Brady’s Bunch of Lombardis holds up to scrutiny upon further review


Super Bowl LV, among other things, confirmed a couple of indisputable truths:

No. 1, Tom Brady is the greatest quarterback to have ever played the game.

And No. 2, NFL officiating remains inconsistent at best and arbitrary at worst.

Both of those absolutes were addressed this week on the DVE Morning Show by our friend and colleague Gene Steratore.

“It did feel in the Super Bowl that there were calls that technically, by the letter of the law, yeah, there’s some holding there,” Steratore maintained in the NFL season’s final weekly installment of “Zebra Talk.”

“Is that what we called all season? Is that foul big enough to throw in this game today? There’s some questionable things in that regard. They called that Super Bowl tighter than they refereed and made calls in the regular season and the postseason in some plays. It was a much tighter called ballgame than what we had been used to and for a lot of us what we would want to see in a game of that magnitude.”

The stats relative to number of penalties called in the regular season and the playoffs vs. the Flag Fest the first half of Tampa Bay’s 31-9 victory over Kansas City became back up Steratore’s critique.

The snapshot moment in that regard was the interception Brady threw in the second quarter that was nullified by a defensive holding penalty.

Such calls didn’t decide the game in the Buccaneers’ favor, but they made things a whole lot more difficult on the Chiefs, as they seemingly have historically for Brady opponents.

“We’re looking for some reason to say he isn’t the greatest quarterback of all time, right?” Steratore said. “That he gets special favors or things like that?”

We’ll have to keep looking.

As Steratore has at times throughout the season on “Zebra Talk,” he talked not just about officiating nuances but also about the playing of the game, individually and collectively.

In talking about Brady, Steratore came up with a perspective that resonates.

It took him a while to get there, and he started on the golf course.

But eventually Steratore’s comparison holds up as well if not better than any, despite all that has been said, written, opined or observed about The G.O.A.T., and all that will continue to be:

“When you really love the game of golf, you understand these tiny, little intangibles about your feet placement, the wind direction, where the ball is, all these tiny, little things that a (professional) golfer goes through before he or she hits a ball like that, so perfect every time. And it drives all of us hackers crazy because there’s too many things to digest.

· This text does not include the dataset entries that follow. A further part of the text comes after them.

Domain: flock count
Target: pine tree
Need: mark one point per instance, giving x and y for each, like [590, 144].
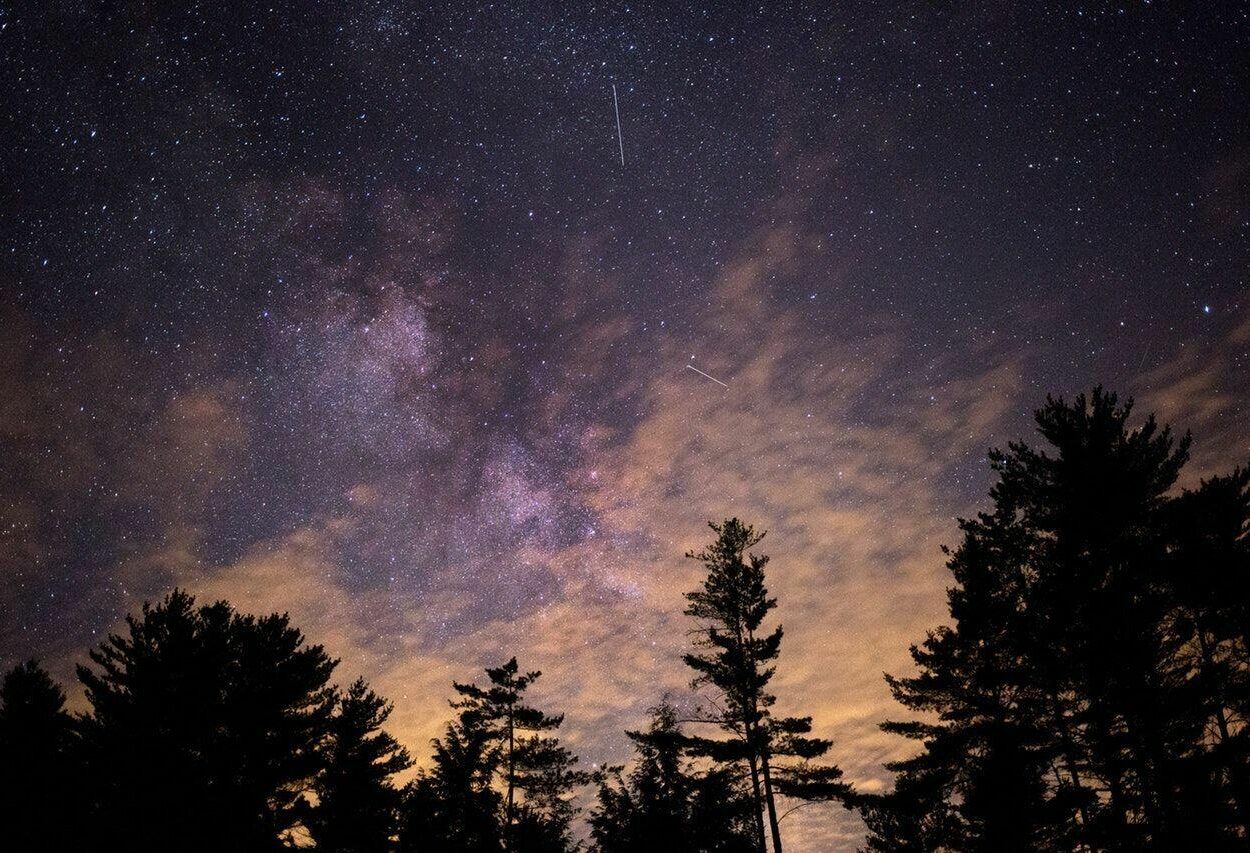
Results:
[536, 773]
[206, 718]
[739, 661]
[1209, 584]
[1070, 699]
[453, 807]
[664, 803]
[356, 804]
[38, 772]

“Tom Brady is not the most athletic individual in the NFL, by far, right? He doesn’t win games on his pure athleticism. But his ability to put that golfing meticulous and technical emphasis on every little thing that he does as he gets in and prepares and is so calm in that moment and these things are all happening.

“I equate it to him being the most precise golfer in the world, being in a pocket surrounded by sheer madness and people trying to tear your head off and he remains that precise, with that same motion, every, single time, over and over. And that just makes him what he is.

“I think golf would be great if you had guys lining up over the ball like that and then put about 2,000 pounds of humanity within arm’s length of them and said, ‘Hit that wedge, here we come.’ To me, that’s what it is.

“He has mixed both of those unbelievable abilities in this game. Everyone talks about size and speed and all these big, huge athletic things. And then you see this occur in the midst of that, and it just keeps happening over and over and over.

“As we’ve all seen, that’s why he’s got seven (Vince Lombardi trophies). I think there’s a reason for that and that’s why he is who he is and we have to be straight up about it.”

See you for March Madness, Gene.

And again next season, when Brady begins his quest for No. 8 (fore times two, for those who haven’t already done the math).